Further, the Court ruled that when “enforcing the consequences of fulfilled conditions, a court does not consider materiality unless there are extraordinary circumstances of unfairness or injustice which demand equitable relief.” Therefore, the Court did not need to engage in the calculus of whether Dr. Edwards performing services for the VA constituted a material breach.
- If the Plain Language of an Agreement Does Not Set a Temporal Limitation on Exercising a Right, a Court Will Not Enforce One
The Court next weighed Dr. Edwards’s argument that Urosite’s exercise of its rights was untimely. The Court reviewed the plain language of the Agreement and noted that there is no temporal limitation on when Urosite can redeem an exiting partner’s shares. While Tennessee courts can ensure that restrictive covenants, such as non-competition and non-solicitation provisions have reasonable temporal restrictions, Tennessee law generally does not allow a Court to insert a term into the agreements where there was not one originally even if the contract as agreed to later becomes burdensome or unwise. So, here, the Court did not put a deadline on Urosite’s ability to redeem Dr. Edwards’ shares.

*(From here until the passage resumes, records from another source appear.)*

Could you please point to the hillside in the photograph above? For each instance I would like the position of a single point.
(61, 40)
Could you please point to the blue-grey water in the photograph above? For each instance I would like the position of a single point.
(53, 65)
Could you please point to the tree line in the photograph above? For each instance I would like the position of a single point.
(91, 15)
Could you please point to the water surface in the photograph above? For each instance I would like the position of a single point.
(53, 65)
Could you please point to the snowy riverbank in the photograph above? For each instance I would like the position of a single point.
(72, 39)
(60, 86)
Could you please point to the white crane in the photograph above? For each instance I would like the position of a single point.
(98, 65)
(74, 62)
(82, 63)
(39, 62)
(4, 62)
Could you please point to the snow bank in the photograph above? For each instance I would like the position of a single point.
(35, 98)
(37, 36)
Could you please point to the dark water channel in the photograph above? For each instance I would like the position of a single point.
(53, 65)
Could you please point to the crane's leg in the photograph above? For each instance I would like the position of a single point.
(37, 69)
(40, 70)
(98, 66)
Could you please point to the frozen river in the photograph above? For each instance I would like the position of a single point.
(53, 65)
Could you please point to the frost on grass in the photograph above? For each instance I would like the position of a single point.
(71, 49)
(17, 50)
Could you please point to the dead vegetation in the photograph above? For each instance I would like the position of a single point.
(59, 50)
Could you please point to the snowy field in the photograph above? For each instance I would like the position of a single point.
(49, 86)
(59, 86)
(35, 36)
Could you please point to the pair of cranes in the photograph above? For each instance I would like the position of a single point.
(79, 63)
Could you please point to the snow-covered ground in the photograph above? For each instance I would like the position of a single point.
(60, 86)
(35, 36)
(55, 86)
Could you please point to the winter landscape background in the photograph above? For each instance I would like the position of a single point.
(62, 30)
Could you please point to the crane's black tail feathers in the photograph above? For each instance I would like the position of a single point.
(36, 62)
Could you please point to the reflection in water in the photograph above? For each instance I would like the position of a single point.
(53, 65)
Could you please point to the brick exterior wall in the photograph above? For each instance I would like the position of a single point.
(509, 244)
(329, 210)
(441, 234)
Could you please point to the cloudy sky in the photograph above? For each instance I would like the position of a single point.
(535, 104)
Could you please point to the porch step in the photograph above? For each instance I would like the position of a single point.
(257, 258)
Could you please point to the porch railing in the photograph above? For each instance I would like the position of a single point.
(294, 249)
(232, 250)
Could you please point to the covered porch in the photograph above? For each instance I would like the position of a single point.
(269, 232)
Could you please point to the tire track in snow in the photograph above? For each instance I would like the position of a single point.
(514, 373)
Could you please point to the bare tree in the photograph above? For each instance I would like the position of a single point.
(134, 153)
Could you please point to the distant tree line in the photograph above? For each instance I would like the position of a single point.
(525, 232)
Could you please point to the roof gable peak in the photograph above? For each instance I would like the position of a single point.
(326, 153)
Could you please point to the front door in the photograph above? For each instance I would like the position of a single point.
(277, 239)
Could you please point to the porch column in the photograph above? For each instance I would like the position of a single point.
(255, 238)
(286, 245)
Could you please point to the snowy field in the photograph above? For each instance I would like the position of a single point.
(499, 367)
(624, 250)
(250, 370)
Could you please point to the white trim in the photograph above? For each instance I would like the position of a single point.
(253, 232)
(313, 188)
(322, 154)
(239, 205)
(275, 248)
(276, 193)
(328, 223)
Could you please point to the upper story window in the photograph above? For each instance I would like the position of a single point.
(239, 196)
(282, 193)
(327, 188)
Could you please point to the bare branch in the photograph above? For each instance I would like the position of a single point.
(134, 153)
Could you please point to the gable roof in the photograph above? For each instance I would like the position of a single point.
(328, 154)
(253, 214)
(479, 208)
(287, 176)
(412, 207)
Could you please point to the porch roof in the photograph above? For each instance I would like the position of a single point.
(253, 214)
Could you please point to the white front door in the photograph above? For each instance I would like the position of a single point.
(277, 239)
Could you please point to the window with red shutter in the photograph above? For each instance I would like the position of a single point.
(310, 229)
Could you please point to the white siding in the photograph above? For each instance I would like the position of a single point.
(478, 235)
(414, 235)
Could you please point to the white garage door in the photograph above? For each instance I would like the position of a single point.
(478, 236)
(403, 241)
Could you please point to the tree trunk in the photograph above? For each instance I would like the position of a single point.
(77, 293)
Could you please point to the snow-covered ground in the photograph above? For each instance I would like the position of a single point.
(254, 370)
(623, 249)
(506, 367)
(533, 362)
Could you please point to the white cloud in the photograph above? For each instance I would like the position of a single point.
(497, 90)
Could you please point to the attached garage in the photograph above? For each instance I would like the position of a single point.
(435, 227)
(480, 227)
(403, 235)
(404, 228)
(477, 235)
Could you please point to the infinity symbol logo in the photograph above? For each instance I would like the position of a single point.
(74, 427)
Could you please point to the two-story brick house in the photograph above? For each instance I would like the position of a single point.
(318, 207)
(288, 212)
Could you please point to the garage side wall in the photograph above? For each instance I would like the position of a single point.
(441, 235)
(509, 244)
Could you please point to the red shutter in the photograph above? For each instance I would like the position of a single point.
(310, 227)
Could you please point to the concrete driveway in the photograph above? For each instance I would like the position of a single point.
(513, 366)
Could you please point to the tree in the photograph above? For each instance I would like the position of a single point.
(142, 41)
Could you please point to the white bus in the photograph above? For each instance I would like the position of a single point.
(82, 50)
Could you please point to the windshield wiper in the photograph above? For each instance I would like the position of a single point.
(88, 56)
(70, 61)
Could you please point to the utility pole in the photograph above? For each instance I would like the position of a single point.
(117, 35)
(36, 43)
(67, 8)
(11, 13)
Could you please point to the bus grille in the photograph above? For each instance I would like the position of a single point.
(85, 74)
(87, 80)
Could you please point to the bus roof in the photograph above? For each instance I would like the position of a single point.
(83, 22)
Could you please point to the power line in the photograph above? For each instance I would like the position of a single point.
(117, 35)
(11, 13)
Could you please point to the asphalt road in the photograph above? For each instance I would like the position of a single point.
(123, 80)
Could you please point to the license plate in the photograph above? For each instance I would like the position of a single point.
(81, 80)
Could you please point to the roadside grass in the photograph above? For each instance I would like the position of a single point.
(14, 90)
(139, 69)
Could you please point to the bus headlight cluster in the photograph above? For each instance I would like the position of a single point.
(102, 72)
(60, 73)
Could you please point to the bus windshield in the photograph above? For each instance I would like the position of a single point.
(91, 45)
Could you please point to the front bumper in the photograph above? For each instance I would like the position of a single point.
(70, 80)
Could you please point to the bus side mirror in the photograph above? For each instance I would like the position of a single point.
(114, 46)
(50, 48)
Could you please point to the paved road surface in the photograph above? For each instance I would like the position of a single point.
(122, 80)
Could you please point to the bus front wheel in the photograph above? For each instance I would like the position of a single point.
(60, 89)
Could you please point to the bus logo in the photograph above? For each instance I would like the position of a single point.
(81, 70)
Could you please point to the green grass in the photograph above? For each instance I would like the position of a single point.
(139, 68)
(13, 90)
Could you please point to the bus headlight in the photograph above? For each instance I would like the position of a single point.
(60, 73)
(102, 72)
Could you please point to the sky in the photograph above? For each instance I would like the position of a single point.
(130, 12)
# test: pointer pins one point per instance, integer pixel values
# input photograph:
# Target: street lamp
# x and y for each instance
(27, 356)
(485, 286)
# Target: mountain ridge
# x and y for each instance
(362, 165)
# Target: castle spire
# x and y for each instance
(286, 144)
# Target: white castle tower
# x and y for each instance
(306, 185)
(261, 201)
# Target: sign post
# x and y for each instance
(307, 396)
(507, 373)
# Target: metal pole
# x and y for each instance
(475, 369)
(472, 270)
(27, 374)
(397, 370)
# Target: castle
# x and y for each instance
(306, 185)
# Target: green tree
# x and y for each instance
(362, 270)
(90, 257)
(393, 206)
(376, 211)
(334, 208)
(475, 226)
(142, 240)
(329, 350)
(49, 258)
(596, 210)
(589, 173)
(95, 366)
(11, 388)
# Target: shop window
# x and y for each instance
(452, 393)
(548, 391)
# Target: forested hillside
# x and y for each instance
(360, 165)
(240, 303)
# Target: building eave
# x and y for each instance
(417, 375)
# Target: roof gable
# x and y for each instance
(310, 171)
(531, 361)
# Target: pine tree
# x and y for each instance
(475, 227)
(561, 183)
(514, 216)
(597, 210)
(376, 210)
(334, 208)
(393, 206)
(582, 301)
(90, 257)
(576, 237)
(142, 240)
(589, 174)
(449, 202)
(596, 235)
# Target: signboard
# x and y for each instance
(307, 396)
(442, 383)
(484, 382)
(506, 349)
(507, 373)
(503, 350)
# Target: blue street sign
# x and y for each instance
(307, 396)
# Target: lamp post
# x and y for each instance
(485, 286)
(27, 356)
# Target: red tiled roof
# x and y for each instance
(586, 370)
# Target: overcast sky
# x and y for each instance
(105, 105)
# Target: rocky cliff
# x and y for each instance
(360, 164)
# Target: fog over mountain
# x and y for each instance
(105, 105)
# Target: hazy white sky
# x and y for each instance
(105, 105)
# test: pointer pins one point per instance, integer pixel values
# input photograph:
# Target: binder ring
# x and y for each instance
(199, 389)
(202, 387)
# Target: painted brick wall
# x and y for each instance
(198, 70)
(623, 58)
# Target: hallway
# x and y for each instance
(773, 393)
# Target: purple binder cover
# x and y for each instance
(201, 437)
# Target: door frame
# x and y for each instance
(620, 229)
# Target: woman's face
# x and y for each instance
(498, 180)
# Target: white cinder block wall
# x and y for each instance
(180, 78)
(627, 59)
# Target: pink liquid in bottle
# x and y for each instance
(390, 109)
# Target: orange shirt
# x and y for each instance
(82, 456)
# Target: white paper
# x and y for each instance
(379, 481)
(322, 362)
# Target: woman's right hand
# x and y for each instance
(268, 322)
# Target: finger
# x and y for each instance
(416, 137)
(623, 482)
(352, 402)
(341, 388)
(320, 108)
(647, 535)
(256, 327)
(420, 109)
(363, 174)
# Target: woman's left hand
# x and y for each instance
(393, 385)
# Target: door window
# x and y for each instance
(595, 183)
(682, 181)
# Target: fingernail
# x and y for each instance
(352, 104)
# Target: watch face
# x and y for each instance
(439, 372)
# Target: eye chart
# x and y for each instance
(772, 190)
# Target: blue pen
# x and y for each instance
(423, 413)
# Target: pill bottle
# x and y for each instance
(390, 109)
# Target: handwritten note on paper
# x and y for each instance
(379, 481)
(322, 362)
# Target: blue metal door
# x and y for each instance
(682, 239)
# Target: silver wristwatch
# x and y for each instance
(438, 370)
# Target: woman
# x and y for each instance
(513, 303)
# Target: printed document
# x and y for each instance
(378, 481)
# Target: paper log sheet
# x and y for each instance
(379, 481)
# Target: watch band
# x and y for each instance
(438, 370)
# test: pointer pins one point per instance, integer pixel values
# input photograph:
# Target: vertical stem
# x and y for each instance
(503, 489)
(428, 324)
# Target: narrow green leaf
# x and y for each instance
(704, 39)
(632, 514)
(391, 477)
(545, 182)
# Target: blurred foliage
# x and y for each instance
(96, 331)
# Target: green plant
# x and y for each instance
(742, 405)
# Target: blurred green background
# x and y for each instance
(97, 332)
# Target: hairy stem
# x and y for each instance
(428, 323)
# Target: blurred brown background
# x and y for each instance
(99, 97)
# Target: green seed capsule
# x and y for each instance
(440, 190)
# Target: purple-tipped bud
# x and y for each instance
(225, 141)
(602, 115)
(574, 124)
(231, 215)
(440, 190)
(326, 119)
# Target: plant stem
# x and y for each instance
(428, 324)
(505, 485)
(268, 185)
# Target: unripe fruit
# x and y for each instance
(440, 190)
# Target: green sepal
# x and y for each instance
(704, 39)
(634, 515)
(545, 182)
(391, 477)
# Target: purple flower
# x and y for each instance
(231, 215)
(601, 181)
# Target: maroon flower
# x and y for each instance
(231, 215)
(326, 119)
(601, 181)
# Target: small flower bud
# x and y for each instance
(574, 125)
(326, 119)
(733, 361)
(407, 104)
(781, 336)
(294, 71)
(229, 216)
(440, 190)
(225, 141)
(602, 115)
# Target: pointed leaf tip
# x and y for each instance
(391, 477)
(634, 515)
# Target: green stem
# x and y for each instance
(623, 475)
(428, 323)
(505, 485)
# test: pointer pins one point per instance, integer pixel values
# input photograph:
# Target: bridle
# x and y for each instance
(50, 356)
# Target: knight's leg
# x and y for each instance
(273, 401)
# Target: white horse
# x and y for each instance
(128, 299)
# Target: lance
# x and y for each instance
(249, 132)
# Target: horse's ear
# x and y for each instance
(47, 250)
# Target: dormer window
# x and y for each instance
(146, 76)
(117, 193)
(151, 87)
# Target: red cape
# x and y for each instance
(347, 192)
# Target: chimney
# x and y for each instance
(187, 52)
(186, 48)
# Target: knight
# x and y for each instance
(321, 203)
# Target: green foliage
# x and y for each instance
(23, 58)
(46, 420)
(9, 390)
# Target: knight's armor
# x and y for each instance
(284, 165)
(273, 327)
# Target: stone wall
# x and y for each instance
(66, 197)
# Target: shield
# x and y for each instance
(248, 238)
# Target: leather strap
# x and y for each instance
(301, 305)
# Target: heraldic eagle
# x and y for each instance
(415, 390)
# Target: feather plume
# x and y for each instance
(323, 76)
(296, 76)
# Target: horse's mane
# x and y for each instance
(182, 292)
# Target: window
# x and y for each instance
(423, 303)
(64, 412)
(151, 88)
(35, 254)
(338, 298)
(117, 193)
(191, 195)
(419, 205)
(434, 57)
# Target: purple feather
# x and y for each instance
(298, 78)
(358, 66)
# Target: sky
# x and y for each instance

- Urosite’s Right to Redeem Dr. Edwards’ Shares Was Not an Unenforceable Restraint on Competition.
Finally, the Court decided that Urosite’s right to redeem Dr. Edwards’s shares conditioned on his practice outside of Giles and Hickman Counties was not an unenforceable restraint on competition.
Under Tennessee law, there is strong public interest (and case law) preventing restrictive covenants against physicians and other medical providers. This interest allows patients to exercise their fundamental right of selecting the physician they believe is best able to treat them, and restrictive covenants can interfere with that right. The Court determined, however, that the Separation Agreement’s geographical condition was not a restrictive covenant as it did not actually impede Dr. Edwards’s right to practice. Instead it merely provided Urosite the opportunity to redeem his interest in the partnership should he elect to practice outside of Giles and Hickman Counties. Therefore, the Separation Agreement did not constitute a restrictive covenant that violated public policy. This provides a way that physician groups can restrict a physician’s ability to practice in geographic areas without violating the terms of Tenn. Code Ann. 63-1-148, which defines the limits on physician non-competition agreements.